The SEC's new whistleblower program has been the subject of extensive debate and discussion over the past several months. Starting in April, the program, mandated by the Dodd-Frank Wall Street Reform and Consumer Protection Act, will provide substantial payments--between 10 and 30 percent of any penalty over $1 million--to any employee who provides a tip to the SEC regarding any violation of U.S. securities laws. That tip can be made immediately by the employee to the SEC, or within 90 days of an original report made by the employee through an internal compliance program. For in-house counsel, this means a maximum of 90 days to investigate the tip and to self-report before the employee does.
Putting aside the perverse incentive this creates for employees to circumvent corporate compliance programs in favor of immediately reporting the tip to the SEC, this relatively short 90-day window also raises the potential that employers might unwittingly-- or even knowingly--elevate the need to self-report over the need to get the facts absolutely correct. In-house counsel must avoid the Hobson's choice of (i) self-reporting based on incomplete facts, or (ii) not self-reporting and allowing the employee to win the race to the SEC.
Although not in the context of Dodd-Frank, the recent headlines about Renault provide a (somewhat extreme) reminder about the pitfalls of drawing conclusions without having conducted a thorough internal investigation. The facts have been widely reported this week: Last August, several senior executives at Renault received an anonymous tip that the head of Renault's development project had negotiated a bribe. The executives authorized an internal investigation, and in January, before the investigation was complete, terminated the head of the division and two of his assistants. The decision was based, in part, on reports made by those conducting the investigation that the three senior managers had accounts in Switzerland and Lichtenstein into which the bribes were paid. The problem, it turns out, is that Renault rushed to judgment. There was no actual evidence that the employees participated in any wrongdoing, and no evidence of accounts in Switzerland or Lichtenstein connected to those employees. On Monday, Renault issued a formal apology to the terminated employees, the CEO took responsibility for the company's actions and the COO offered to resign. Several of the executives involved in the decision to terminate the employees will sacrifice their bonuses and stock option awards for the year.
This is an embarrassing series of events for Renault, but also a cautionary tale for in-house counsel. To be sure, the facts are unique in that Renault may have been the victim of an attempt to defraud the corporation. But the basic lesson learned-- that internal investigations must be managed properly and premature conclusions avoided--is one that cannot be understated.
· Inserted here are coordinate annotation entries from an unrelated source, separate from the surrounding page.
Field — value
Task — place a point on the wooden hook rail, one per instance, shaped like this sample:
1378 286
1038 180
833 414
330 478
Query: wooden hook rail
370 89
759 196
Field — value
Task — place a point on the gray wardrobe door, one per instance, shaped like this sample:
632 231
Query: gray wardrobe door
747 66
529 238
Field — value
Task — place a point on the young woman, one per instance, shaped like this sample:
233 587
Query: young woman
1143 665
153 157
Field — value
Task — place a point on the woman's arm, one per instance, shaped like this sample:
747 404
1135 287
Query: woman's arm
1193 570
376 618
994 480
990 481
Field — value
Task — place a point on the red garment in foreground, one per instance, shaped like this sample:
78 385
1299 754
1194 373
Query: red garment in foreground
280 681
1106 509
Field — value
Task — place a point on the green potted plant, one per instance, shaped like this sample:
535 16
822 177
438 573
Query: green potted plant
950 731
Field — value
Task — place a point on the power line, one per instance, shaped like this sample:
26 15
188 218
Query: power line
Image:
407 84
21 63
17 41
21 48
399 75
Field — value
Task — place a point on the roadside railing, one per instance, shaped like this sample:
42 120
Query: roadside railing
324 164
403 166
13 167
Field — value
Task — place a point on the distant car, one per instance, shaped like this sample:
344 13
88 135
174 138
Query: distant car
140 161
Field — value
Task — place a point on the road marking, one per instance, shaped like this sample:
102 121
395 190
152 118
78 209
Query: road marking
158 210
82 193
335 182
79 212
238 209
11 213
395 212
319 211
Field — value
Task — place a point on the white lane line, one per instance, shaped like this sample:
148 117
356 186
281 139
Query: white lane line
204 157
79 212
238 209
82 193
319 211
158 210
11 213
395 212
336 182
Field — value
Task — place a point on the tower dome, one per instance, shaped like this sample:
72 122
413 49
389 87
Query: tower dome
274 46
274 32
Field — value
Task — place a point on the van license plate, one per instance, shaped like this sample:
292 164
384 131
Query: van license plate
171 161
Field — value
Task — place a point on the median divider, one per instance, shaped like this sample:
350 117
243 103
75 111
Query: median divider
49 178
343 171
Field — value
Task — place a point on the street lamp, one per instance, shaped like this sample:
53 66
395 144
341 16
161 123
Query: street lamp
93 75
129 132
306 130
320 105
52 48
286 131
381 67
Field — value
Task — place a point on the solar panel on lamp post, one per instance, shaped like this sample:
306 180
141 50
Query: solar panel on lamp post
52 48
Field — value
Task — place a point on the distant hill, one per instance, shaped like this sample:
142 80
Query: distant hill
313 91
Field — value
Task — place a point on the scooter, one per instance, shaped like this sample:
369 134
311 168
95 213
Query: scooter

And so at the risk of stating the obvious, in-house counsel should have an established playbook for handling responses to employee tips. Ninety days is not a significant window of time, but knowing what specific steps will be taken in the face of an employee tip, who will be involved in the investigation and how inside and outside counsel, IT personnel and others will coordinate efficiently and productively, is essential. In-house counsel should have a list of outside law firms with little or no connection to the board or no longstanding relationship with the company. They should have a prepared list of outside experts--forensic accountants, for example-- who can be called upon to help investigate allegations of impropriety. And most of all, after having supervised the investigation, in-house counsel should consider, in conjunction with outside counsel, whether decisions ranging from self-reporting to the termination of employees is based on concrete evidence.
These decisions are far from easy, but the basic steps outlined above can help inside counsel avoid the pitfalls arising out of Dodd-Frank's whistleblower provisions.